Multi-tenant isolation with branding consistency. Row-Level Security ensures each tenant sees only their own data; branding configuration ensures each tenant sees their own brand. The two work together so tenants never accidentally see another tenant's experience.
The setup time: hours, not months. For agencies running Power BI Embedded who tried to build their own white-label portal, the typical outcome is 4-6 months of engineering followed by perpetual maintenance. With DataTako, the same outcome is configuration, not engineering.
See how DataTako works and the MeerMetData case study for concrete examples.
Frequently asked questions
What does white-label embedded analytics actually mean? White-label means delivering analytics to your customers under your brand, your domain, and your visual identity, with no visible third-party vendor branding. Strict white-label requires custom domain, no vendor branding, full theming, per-tenant branding (for agencies), and branded authentication. Many platforms describe themselves as white-label but only deliver some of these.
Which platforms truly deliver white-label embedded analytics? Dedicated embedded platforms generally do (Sisense, Qrvey, Cube, Embeddable). General-purpose BI tools (Power BI, Tableau, Looker) require either higher tiers or delivery layers to achieve real white-label. Power BI Embedded with DataTako delivers full white-label; Power BI Embedded alone does not.
How much does white-label embedded analytics cost? Platform tiers with white-label features typically run €500-€2,500 per month depending on platform and audience size. Power BI Embedded with DataTako runs €500-€2,000 monthly for unlimited viewers including white-labelling. Tableau and Looker white-label tiers run significantly higher.
Can agencies use white-label embedded analytics for multiple clients? Yes — this is one of the primary use cases. Agencies need per-client branding (each client sees their own brand), per-client subdomains or domain delegation, and per-client configuration.

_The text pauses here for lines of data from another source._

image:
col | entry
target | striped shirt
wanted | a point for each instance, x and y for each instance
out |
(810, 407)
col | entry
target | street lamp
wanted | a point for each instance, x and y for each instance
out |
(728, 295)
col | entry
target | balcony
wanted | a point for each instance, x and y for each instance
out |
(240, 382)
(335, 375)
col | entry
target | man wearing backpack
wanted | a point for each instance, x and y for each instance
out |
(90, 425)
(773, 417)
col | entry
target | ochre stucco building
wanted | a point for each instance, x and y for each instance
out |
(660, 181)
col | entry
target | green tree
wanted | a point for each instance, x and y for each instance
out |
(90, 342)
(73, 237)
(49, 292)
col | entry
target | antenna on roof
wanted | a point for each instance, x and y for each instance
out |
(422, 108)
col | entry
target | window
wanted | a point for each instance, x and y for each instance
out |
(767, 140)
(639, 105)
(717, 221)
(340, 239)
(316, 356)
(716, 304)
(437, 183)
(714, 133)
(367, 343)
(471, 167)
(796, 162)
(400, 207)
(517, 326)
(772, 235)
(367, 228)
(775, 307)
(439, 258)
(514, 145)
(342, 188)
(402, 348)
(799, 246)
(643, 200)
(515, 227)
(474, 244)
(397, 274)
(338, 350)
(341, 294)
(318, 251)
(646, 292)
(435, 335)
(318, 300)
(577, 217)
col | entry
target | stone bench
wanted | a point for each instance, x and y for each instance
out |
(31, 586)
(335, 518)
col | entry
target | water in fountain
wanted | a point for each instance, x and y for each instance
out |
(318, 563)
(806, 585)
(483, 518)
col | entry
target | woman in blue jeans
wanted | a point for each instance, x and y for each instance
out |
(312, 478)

Power BI Embedded with DataTako handles all of this natively, as do dedicated multi-tenant platforms like Qrvey and Sisense.

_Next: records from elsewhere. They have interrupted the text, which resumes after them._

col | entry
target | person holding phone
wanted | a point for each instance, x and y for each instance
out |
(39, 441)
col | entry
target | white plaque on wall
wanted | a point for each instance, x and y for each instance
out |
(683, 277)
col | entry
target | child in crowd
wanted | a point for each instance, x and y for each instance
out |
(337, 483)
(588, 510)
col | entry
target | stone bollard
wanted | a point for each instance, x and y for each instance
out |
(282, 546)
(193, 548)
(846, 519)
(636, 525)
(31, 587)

What's the difference between white-label and embedded? Embedded means analytics live inside your application rather than in a separate tool. White-label is a specific quality of embedded — your branding rather than the vendor's. Embedded without white-label still shows the vendor's brand; white-label embedded hides the vendor entirely.
Do customers need to know my analytics are powered by Power BI? In true white-label deployments, no — they don't know and don't need to. The Power BI Embedded engine renders the dashboards, but customers see only your brand, your domain, and your design. Some agencies do choose to mention "powered by Microsoft Power BI" as a credibility signal; others hide it entirely. Both are valid.

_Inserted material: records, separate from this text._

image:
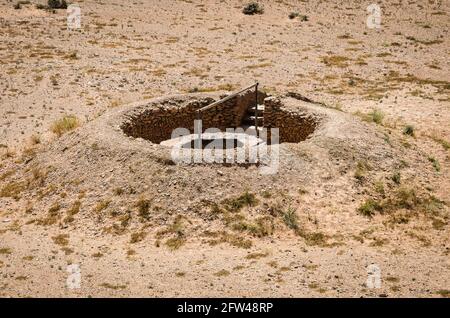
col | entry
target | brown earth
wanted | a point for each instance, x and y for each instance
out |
(357, 192)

Can I white-label Power BI Embedded myself? Yes, but it's significant engineering work. You need to build a custom portal that wraps Power BI Embedded's APIs, handle authentication, theming, per-tenant branding, and operational infrastructure. Typically 4-6 months of work. DataTako provides this layer so you don't have to build it.
What about white-label PDF exports? A frequently overlooked white-label dimension. Exported PDFs should carry your branding, not the vendor's. Check this specifically — some platforms add vendor watermarks or branding to exports even when the UI is fully white-labelled.
Is white-label necessary for B2B SaaS? It depends on positioning. If your product positions itself as a complete platform and analytics is a feature, white-label keeps the experience consistent. If you market analytics as a separate component or third-party integration, full white-label matters less. For most B2B SaaS, white-label is worth the investment.
Does DataTako only support Power BI Embedded, or other platforms too? DataTako is specifically built on Power BI Embedded. If you've chosen another platform (Tableau, Sisense, etc.), DataTako isn't relevant. If you're choosing Power BI Embedded or are open to it, DataTako provides the white-label delivery layer.